Former Indianapolis Colts and Green Bay Packers center Jeff Saturday has seen enough of former Texas A&M star quarterback Johnny Manziel to be sold on his ability to succeed in the NFL, and he doesn't want to hear about the competitive gap between the SEC and the Sunday league.
"He makes a lot of plays against good players that you're going to see on Sundays. So it's not like he's going to be that shocked (by) talent when he moves from the SEC to the NFL," Saturday told The Herd on ESPN radio. "A lot of those guys from the SEC are going to be first-round picks, and in a few years are going to develop into great players. There's not going to be the learning curve that everybody expects."
That's the sort of comment that rolls far more easily off the tongue of a former SEC player who echoes the pervasive sentiment that the SEC is on a competitive plane of its own between the NFL and the rest of college football. But Saturday isn't an SEC product, having played at a middling ACC program at North Carolina. And after spending his career snapping to two of the NFL's best quarterbacks -- Peyton Manning and Aaron Rodgers -- he's been around enough winning quarterback play on Sundays to know what it looks like and what is required.

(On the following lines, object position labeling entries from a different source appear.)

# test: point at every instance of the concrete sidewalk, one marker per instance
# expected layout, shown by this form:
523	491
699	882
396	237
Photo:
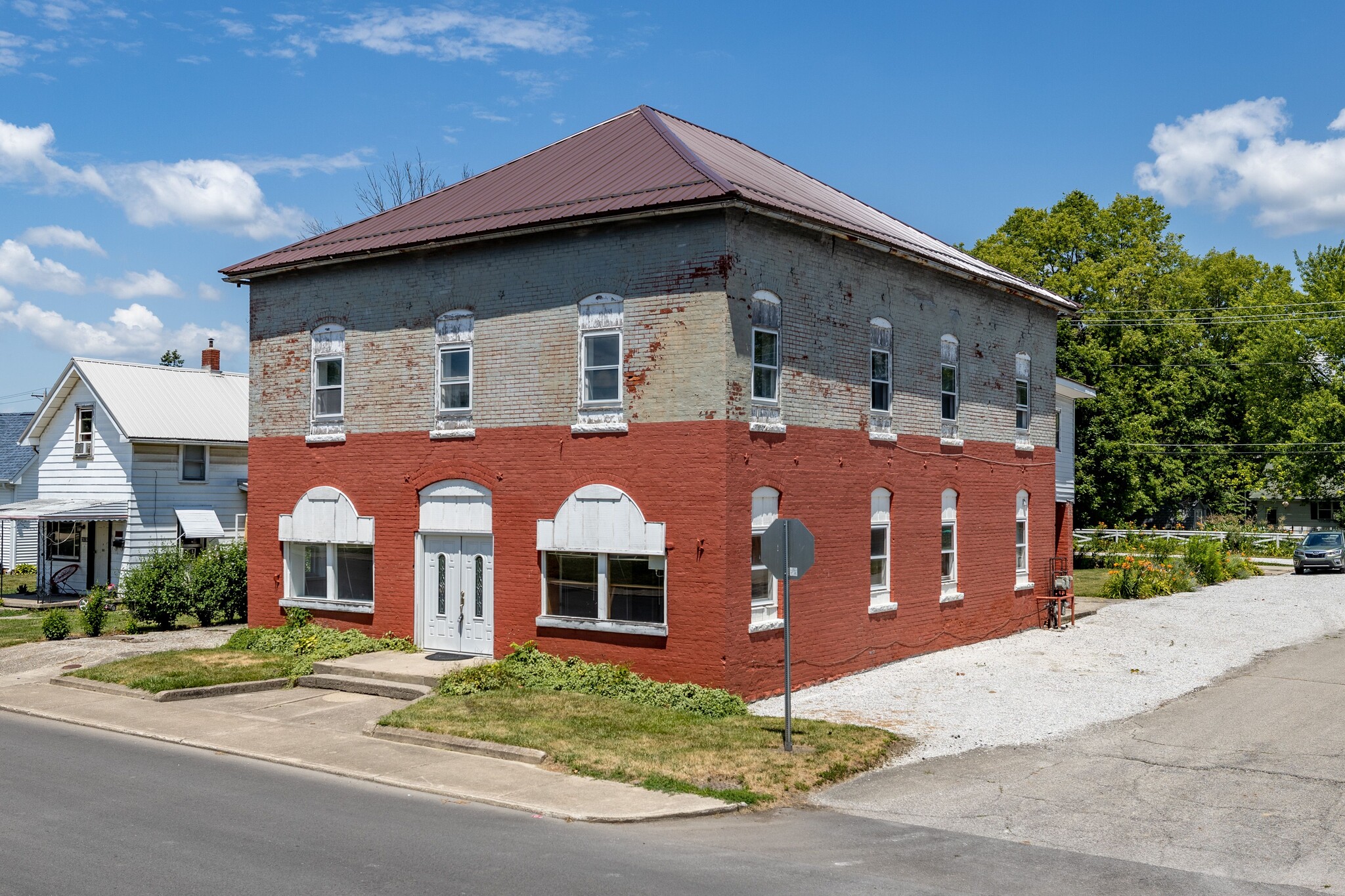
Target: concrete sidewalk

Manziel shredded SEC defenses with relative ease for two years, amassing nearly 10,000 yards in career total offense and winning the Heisman Trophy as a redshirt freshman in 2012. He did it from a shotgun offense that operated without a huddle and at a breakneck pace, something Saturday believes can translate as well, even though NFL quarterbacks primarily operate from under center.
"(With) the no-huddle, you can neutralize a lot with formations, with spreads, with motions," Saturday added. "You get to see defenses; they show themselves because they have to. You look at Seattle, as effective as they were, they're not complicated. They line and they say, 'Beat us.' "
Up first with the opportunity to take a chance on Johnny Football is the Houston Texans, who are in need of a quarterback and are facing some local pressure to make the Kerrville, Texas, native the new centerpiece of the Texans' offense.